2. Davalı vekili temyiz dilekçesinde özetle; istinaf dilekçesinde ileri sürdüğü sebepleri tekrar etmiş; ayrıca süresi içinde katılma yoluyla istinaf talebinde bulundukları halde Bölge Adliye Mahkemesi kararında sadece davacı idarenin istinaf talebinin değerlendirildiğini, müvekkili yönünden istinaf talepleri hakkında olumlu ya da olumsuz bir karar verilmediğini, bilirkişi heyeti içinde taşınmaz geliştirme konusunda yüksek lisans veya doktora yapmış kişi bulunmadığını, dolayısıyla bilirkişi heyetinin kanuna uygun şekilde teşekkül ettirilmediğini, Bölge Adliye Mahkemesi kararında İlk Derece Mahkemesi kararının hatalı olduğunun belirtildiğini, ancak yanlışlığın düzeltilmediğini ileri sürmüştür.
C. Gerekçe
1. Uyuşmazlık ve Hukukî Nitelendirme
Uyuşmazlık, temel olarak davacı idare ile davalı tapu maliki arasındaki kamulaştırma bedelinin tespiti istemine ilişkindir.
2. İlgili Hukuk
1. 6100 sayılı Hukuk Muhakemeleri Kanunu'nun (6100 sayılı Kanun) 369 uncu maddesinin birinci fıkrası ile 370 ve 371 inci maddeleri.
2. 2942 sayılı Kanun'un 10 uncu maddesinin sekizinci fıkrası, 11 inci maddesinin birinci ve ikinci fıkraları.
3. Değerlendirme
1.Bölge Adliye Mahkemelerinin nihai kararların bozulması 6100 sayılı Kanun'un 371 inci maddesinde yer alan sebeplerden birinin varlığı hâlinde mümkündür.
2. Arsa niteliğindeki Adana ili, ..., ... Mahallesi 1513, 1515, 1518, 1519, 1521 ve 1525 parsel sayılı taşınmazların zeminine 2942 sayılı Kanun’un 11 inci maddesinin birinci fıkrasının (g) bendi uyarınca emsalin üstün ve eksik yönleri belirlenip kıyaslaması yapılarak; üzerinde bulunan yapılara aynı Kanun'un 11 inci maddesinin birinci fıkrasının (h) bendi uyarınca resmi birim fiyatları esas alınıp yıpranma payı düşülerek; ağaçlara ise yaş, cins ve verim durumlarına göre değer biçilmesi yerindedir.

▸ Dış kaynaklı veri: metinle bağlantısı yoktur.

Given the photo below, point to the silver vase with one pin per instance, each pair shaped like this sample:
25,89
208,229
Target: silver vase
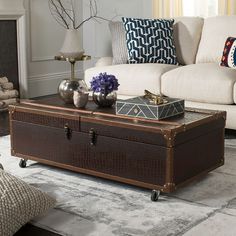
67,87
104,100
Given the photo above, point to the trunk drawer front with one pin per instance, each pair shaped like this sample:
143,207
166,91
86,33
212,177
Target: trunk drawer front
57,121
125,133
136,161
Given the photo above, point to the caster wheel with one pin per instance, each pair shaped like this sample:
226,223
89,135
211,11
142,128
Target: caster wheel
155,195
22,163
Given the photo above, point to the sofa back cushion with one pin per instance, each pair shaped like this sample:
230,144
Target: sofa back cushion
187,35
119,46
214,34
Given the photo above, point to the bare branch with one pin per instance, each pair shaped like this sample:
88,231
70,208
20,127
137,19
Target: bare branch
58,13
63,11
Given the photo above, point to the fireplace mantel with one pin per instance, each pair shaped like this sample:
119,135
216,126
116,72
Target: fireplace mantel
14,10
7,6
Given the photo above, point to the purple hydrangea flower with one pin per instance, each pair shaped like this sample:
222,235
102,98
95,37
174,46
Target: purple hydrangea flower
104,83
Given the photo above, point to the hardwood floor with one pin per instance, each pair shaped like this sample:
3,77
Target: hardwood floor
29,230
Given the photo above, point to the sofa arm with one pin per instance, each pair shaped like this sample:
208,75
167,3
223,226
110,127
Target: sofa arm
104,61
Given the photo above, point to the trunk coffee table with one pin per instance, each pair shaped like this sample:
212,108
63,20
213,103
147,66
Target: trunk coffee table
158,155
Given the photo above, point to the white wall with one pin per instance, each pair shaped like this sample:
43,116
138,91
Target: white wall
44,40
45,37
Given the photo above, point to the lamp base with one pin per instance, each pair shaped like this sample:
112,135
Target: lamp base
67,87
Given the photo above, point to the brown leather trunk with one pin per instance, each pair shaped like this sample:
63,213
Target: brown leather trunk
152,154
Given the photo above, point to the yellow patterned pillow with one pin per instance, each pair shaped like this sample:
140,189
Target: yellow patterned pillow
19,203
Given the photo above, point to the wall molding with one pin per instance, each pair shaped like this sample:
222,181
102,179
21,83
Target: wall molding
46,84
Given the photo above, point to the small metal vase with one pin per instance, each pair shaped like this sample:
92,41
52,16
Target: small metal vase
67,87
80,99
104,100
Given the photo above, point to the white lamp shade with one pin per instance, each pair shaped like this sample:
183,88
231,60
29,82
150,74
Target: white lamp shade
72,46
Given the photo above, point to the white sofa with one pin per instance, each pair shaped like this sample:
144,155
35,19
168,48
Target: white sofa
201,81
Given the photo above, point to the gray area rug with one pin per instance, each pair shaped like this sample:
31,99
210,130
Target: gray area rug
89,206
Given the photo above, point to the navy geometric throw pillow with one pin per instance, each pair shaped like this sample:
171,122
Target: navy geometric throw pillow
150,40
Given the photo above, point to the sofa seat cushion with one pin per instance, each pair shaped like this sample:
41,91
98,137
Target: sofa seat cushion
206,82
133,78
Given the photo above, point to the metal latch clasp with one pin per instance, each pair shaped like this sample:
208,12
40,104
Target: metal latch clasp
68,131
92,137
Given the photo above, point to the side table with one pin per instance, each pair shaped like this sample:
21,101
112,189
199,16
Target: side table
67,86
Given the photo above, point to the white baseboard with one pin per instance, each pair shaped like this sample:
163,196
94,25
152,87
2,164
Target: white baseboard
42,85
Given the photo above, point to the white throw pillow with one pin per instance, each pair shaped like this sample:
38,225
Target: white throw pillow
215,31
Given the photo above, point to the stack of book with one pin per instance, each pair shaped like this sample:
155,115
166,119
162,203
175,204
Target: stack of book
8,95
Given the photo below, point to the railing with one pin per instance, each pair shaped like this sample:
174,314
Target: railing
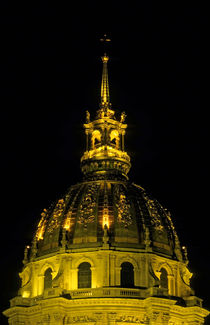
107,292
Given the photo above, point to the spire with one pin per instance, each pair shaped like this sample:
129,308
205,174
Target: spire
105,100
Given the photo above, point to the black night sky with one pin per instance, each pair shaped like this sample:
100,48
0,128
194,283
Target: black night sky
50,72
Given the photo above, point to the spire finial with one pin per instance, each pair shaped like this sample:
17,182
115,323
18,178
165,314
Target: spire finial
105,100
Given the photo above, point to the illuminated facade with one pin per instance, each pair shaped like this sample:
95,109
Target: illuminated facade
106,252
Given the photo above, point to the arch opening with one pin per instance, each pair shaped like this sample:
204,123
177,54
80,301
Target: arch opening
127,275
48,278
84,275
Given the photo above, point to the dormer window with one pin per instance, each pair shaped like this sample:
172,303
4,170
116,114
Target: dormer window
115,138
96,139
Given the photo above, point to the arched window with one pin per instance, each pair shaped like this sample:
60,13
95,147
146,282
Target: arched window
115,138
48,278
96,139
127,275
84,275
163,278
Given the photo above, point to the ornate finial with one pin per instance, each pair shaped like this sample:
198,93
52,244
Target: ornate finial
25,261
105,100
184,250
33,248
87,117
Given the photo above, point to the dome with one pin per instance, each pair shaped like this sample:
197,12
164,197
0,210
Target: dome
106,208
119,210
106,252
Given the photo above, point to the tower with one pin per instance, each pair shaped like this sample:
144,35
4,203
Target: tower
106,252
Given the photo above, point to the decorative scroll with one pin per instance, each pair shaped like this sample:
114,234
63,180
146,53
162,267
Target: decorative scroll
88,205
55,220
67,220
123,207
155,217
42,225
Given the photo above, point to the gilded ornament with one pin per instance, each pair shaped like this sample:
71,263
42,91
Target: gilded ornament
155,218
123,207
57,213
88,205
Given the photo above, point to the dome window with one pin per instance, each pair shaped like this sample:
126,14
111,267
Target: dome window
114,138
127,275
48,278
96,139
84,275
163,278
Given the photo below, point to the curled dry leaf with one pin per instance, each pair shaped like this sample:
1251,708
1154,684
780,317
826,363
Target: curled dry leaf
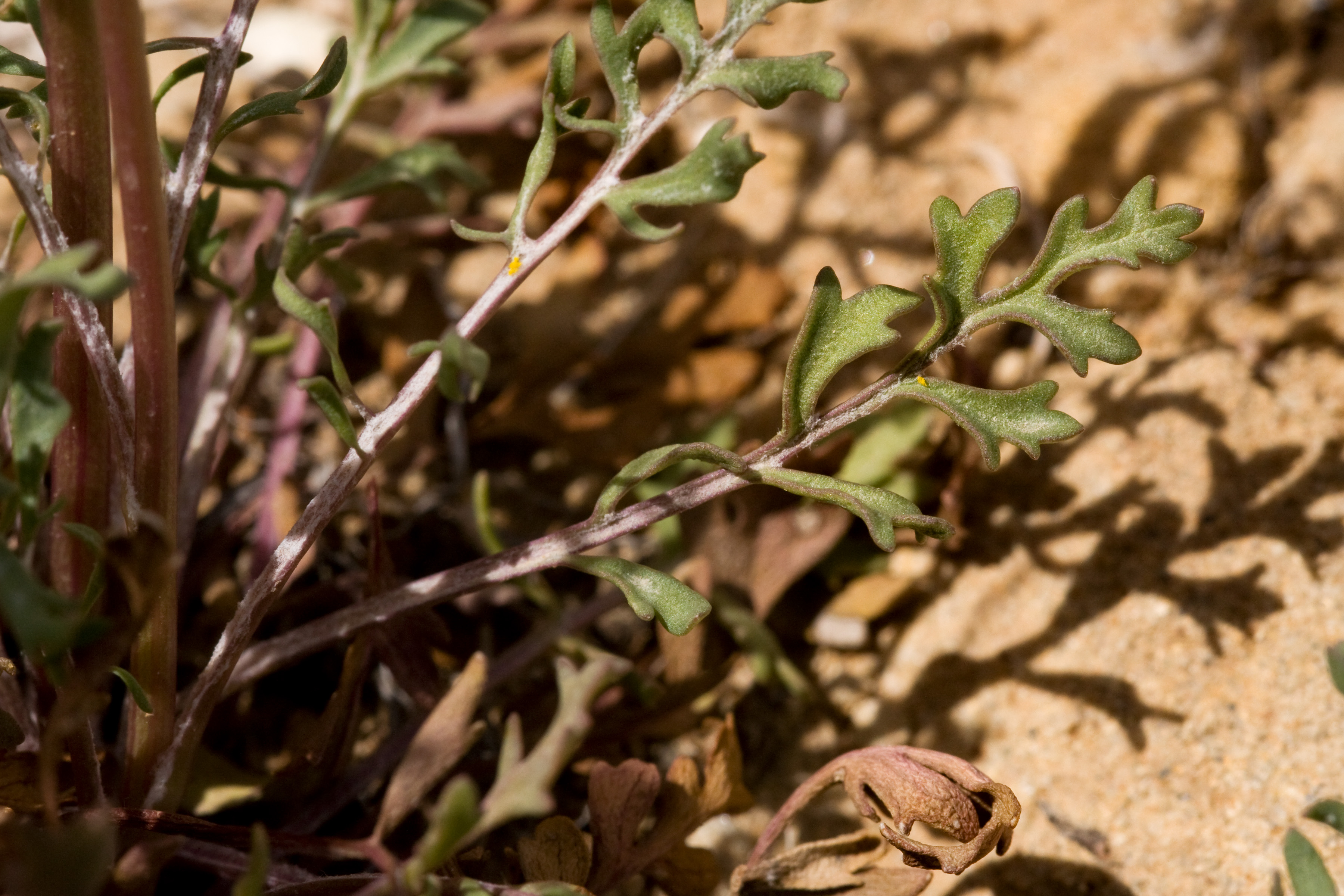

3. Bölge Adliye Mahkemesinin esastan ret kararı incelendiğinde, davalı vekilinin istinaf dilekçesinde ileri sürdüğü itirazların, kararın istinaf sebepleri başlıklı kısmında özetlendiği, kararın gerekçe kısmında taraf vekillerinin istinaf itirazlarına münhasıran inceleme yapıldığı ve taraf vekillerinin istinaf başvurusunun esastan reddine karar verilerek hüküm kurulduğunun belirtildiği, ancak hüküm kısmında davacı idare vekilinin istinaf başvurusunun esastan reddedildiğine dair maddi hata ile hüküm kurulduğu anlaşıldığından, davalı vekilinin bu yöndeki temyiz itirazlarına itibar edilmemiştir.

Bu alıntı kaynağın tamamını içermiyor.